In questa pagina sono elencati i numerosi rioni di Scano; quelli che hanno a sé riservata una pagina propria sono i più popolati e ricchi di patrimonio. Questi ultimi godono anche di una recente "fama" dovuta alla manifestazione de su "paliu de sos bighinados" ("Palio dei vicinati"), che raduna gli scanesi in contrade secondo la divisione rionale.
Rione posto nella parte Nord-Ovest di Scano, è posto sul colle di Santa Croce, cosa che lo rende estremamente scosceso. Al suo interno troviamo un ingresso del paese, raggiungibile dalla SP78 che collega Scano a Macomer, oltre che la sede della compagnia barracellare scanese. Nel suo punto più alto è collocata una piazza incompleta, da cui comunque possiamo godere di un ottimo panorama rivolto a una porzione del paese. Di fronte alla piazza in questione è posto l'ingresso dello storico serbatoio idrico scanese, oramai sostituito con uno più moderno nei pressi della chiesa di Santa Croce.

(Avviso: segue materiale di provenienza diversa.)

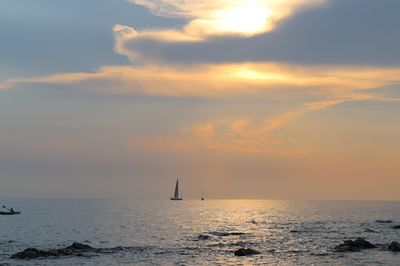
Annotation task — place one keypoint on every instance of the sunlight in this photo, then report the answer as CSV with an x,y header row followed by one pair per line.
x,y
247,20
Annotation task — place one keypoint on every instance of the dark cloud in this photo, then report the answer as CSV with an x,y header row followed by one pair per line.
x,y
350,32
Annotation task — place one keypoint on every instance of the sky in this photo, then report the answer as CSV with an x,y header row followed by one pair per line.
x,y
275,99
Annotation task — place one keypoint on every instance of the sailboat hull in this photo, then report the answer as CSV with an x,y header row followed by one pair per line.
x,y
176,199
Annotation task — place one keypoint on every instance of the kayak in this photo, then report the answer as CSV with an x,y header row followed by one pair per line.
x,y
9,213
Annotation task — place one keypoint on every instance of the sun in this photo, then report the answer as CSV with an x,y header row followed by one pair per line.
x,y
246,20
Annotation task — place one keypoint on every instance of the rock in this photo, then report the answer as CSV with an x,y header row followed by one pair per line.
x,y
80,247
29,253
384,221
227,233
76,249
204,237
246,252
394,246
353,246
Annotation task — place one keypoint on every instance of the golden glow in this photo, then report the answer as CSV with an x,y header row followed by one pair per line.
x,y
243,19
226,17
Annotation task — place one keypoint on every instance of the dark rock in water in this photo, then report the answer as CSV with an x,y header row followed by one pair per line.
x,y
394,246
246,252
204,237
353,246
76,249
29,253
384,221
80,247
227,233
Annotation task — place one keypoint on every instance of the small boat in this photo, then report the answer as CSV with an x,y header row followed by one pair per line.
x,y
176,194
9,213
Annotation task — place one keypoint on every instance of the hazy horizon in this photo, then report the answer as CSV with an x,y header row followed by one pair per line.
x,y
285,99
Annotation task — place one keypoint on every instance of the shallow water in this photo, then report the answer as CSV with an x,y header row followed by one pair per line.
x,y
166,232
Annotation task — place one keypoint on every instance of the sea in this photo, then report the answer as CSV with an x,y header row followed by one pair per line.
x,y
167,232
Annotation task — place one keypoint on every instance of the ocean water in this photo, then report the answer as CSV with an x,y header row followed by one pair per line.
x,y
166,232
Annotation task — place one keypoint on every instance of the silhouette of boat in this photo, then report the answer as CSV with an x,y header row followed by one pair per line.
x,y
9,213
176,194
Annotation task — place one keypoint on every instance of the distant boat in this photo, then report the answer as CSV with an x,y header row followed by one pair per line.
x,y
9,211
177,195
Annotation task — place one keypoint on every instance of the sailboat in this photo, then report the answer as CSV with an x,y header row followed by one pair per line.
x,y
176,194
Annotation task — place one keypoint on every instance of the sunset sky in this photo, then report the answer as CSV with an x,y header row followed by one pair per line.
x,y
291,99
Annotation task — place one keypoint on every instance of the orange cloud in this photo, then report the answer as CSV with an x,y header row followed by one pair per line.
x,y
223,80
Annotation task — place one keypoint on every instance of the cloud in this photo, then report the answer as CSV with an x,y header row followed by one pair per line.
x,y
221,80
341,32
224,17
241,136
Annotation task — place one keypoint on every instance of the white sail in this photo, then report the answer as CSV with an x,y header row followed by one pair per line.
x,y
176,194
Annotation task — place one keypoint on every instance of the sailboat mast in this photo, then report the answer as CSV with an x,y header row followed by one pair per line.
x,y
176,195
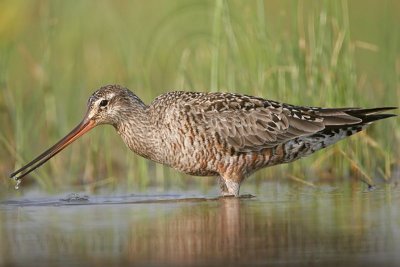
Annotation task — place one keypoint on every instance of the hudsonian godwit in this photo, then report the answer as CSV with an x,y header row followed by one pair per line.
x,y
215,134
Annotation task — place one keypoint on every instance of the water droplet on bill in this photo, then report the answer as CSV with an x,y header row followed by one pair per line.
x,y
17,184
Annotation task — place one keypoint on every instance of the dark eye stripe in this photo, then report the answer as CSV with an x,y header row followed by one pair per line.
x,y
103,103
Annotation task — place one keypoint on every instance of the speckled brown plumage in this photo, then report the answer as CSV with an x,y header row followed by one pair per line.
x,y
216,134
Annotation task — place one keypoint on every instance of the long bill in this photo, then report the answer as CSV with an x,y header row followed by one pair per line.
x,y
78,131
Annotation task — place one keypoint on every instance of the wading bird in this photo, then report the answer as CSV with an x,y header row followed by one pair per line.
x,y
214,134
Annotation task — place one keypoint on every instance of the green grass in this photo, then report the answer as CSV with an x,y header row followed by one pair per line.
x,y
54,54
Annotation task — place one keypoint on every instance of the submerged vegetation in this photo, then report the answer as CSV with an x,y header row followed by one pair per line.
x,y
54,54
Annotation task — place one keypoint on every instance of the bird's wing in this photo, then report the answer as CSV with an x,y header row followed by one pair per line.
x,y
251,124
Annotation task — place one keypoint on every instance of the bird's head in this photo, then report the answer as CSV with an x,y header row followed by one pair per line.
x,y
108,105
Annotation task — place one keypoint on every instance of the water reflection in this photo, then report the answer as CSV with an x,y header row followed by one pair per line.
x,y
297,227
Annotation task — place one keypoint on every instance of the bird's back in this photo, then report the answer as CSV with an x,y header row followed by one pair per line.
x,y
209,133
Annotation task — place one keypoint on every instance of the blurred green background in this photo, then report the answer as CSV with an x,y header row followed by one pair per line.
x,y
54,54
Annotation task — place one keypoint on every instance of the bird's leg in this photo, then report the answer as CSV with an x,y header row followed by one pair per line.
x,y
228,187
222,186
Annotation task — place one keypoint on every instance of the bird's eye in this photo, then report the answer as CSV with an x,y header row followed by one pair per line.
x,y
103,103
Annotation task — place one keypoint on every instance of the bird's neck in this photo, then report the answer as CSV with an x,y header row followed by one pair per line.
x,y
138,132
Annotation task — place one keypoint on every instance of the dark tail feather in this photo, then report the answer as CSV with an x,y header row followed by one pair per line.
x,y
371,114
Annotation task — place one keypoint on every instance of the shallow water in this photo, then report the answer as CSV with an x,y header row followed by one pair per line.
x,y
285,225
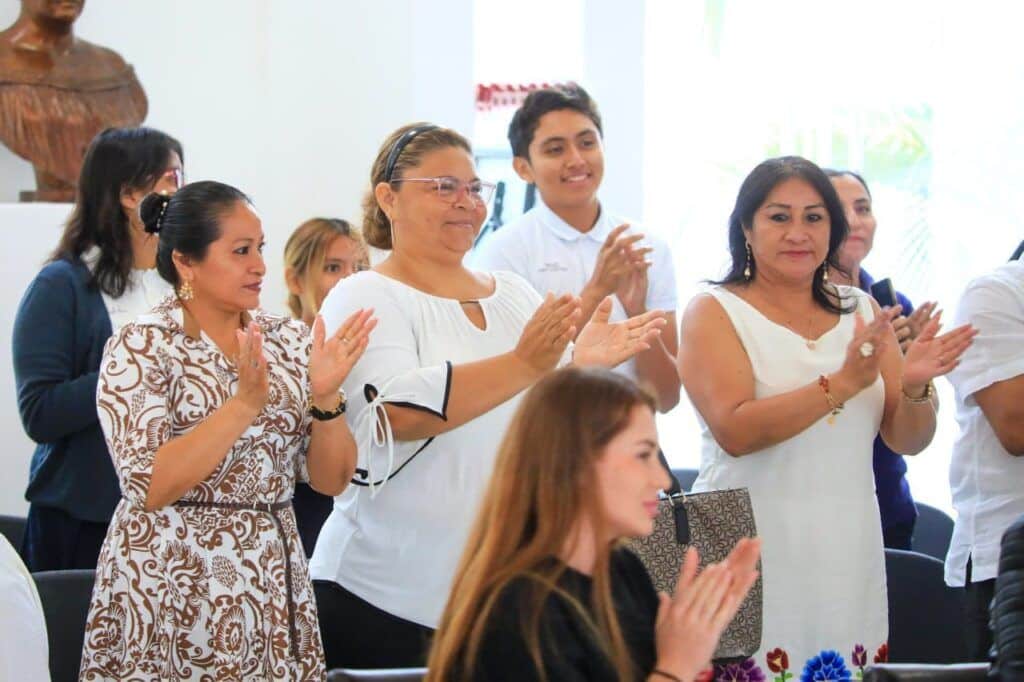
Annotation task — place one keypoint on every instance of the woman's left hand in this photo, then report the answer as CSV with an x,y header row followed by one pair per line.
x,y
931,355
332,359
607,344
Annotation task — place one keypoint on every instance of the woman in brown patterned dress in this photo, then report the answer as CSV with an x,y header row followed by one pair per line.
x,y
211,410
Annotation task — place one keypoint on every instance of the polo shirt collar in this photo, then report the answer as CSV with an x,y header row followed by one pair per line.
x,y
566,232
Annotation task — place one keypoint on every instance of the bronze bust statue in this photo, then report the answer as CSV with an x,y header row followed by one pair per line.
x,y
57,91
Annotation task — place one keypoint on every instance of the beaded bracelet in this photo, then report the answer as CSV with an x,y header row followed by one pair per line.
x,y
835,406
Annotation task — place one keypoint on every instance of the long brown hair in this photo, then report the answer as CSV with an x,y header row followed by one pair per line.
x,y
543,484
118,159
304,254
376,226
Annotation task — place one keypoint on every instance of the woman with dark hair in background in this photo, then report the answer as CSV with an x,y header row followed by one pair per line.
x,y
99,276
212,409
895,503
432,395
545,590
792,377
318,253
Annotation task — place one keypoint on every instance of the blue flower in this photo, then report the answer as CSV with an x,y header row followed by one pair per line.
x,y
827,665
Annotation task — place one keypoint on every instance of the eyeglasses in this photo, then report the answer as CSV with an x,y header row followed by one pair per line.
x,y
450,188
177,176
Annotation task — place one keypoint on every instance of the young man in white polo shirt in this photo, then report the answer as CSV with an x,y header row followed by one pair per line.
x,y
987,468
569,243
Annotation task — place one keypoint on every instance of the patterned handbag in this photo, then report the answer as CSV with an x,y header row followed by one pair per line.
x,y
713,522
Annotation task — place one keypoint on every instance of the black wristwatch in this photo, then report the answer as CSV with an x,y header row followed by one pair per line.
x,y
323,415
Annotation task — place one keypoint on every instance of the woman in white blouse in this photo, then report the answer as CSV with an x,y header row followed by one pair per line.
x,y
100,276
432,395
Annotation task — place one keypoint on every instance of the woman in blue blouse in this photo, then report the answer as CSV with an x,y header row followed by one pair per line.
x,y
100,275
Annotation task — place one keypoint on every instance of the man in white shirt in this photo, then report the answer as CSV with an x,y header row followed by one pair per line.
x,y
569,243
25,650
987,468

Storicamente, la zona costituiva un luogo di pertinenza dei contadini che al tempo possedevano terreni nella zona, come testimoniano le numerose case in pietra (in parte diroccate) che tuttora possiamo osservare specialmente ai limiti settentrionali del rione. L'intera zona si è evoluta principalmente in seguito al dopoguerra, periodo in cui l'intero centro abitato di Scano ha accresciuto notevolmente le proprie dimensioni, costruendo case che, data l'elevata altezza, possono godere di un panorama mozzafiato sul mare e sulla vallata circostante tutto l'anno.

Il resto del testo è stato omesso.